Aloha Dexter. I did some research after our discussion about the size of rollers and found a chart for computing roll depth. The Encyclopedia of Pigeon Breeds lists Birmingham Roller cocks at around 10.5 ounces and hens at 9.5. I was surprised that they were typically that small. As I said, I've never weighed mine but I may try to do so to see where they fit in. I'm sure I've got them all over the place as far as weight.

Ruby Rollers has a chart that is used to figure depth of roll. It shows 10 feet at .79 seconds and 20 feet at 1.12 seconds. At 1.94 seconds, 60 feet. I have no idea how accurate this is or if you use this chart. I have seen people selling birds that they advertised as rolling for 3 and 4 seconds, which by the chart would be over 150 feet. 

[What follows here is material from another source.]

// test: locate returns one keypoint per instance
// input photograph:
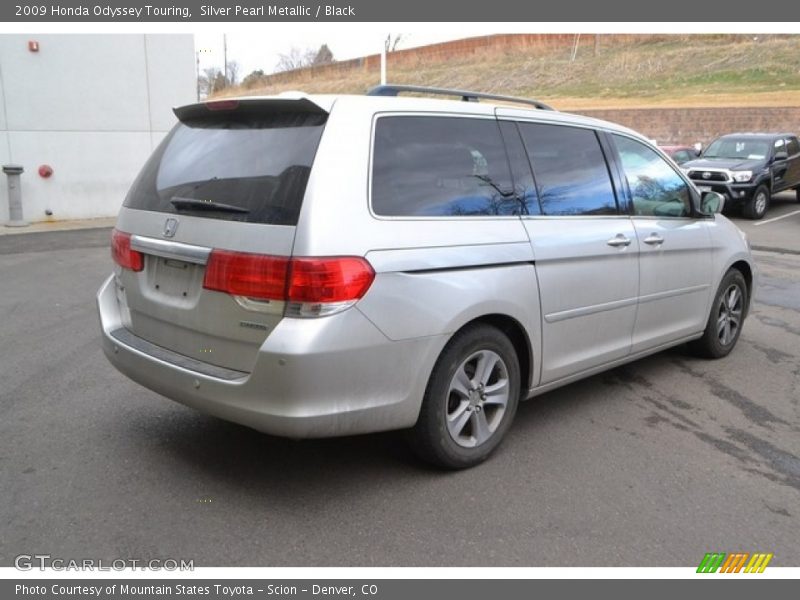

What method do you use to determing the depth of roll? Thanks,

Bill


----------



## bigislerollers (Jan 20, 2008)

Aloha Bill,

I have seen the chart that you mentioned. I really don't think a 1.94 second roll is a 60 ft roll. I wish it was because then I would have a whole lot of 60-80 ft rollers.  I do feel that (on average) a 10 ft roll is about 8/10 of a second and that the bird does not gain any velocity the longer it rolls. So a 2.5 second roll would be just over 30 ft. 
When I mention the depth to someone I usually use time and not distance. 
Thanks for the info Bill.


----------



## jbangelfish (Mar 22, 2008)

*Thanks Dexter*

I don't know how reliable the chart is but it made me wonder too. I suppose roll velocity could enter into it and maybe faster spinners do roll deeper more quickly. I don't really know but I'm anxious to get flying some of my birds to see how they are doing and maybe between the chart and some close observation, I can get some figures.

Bill


----------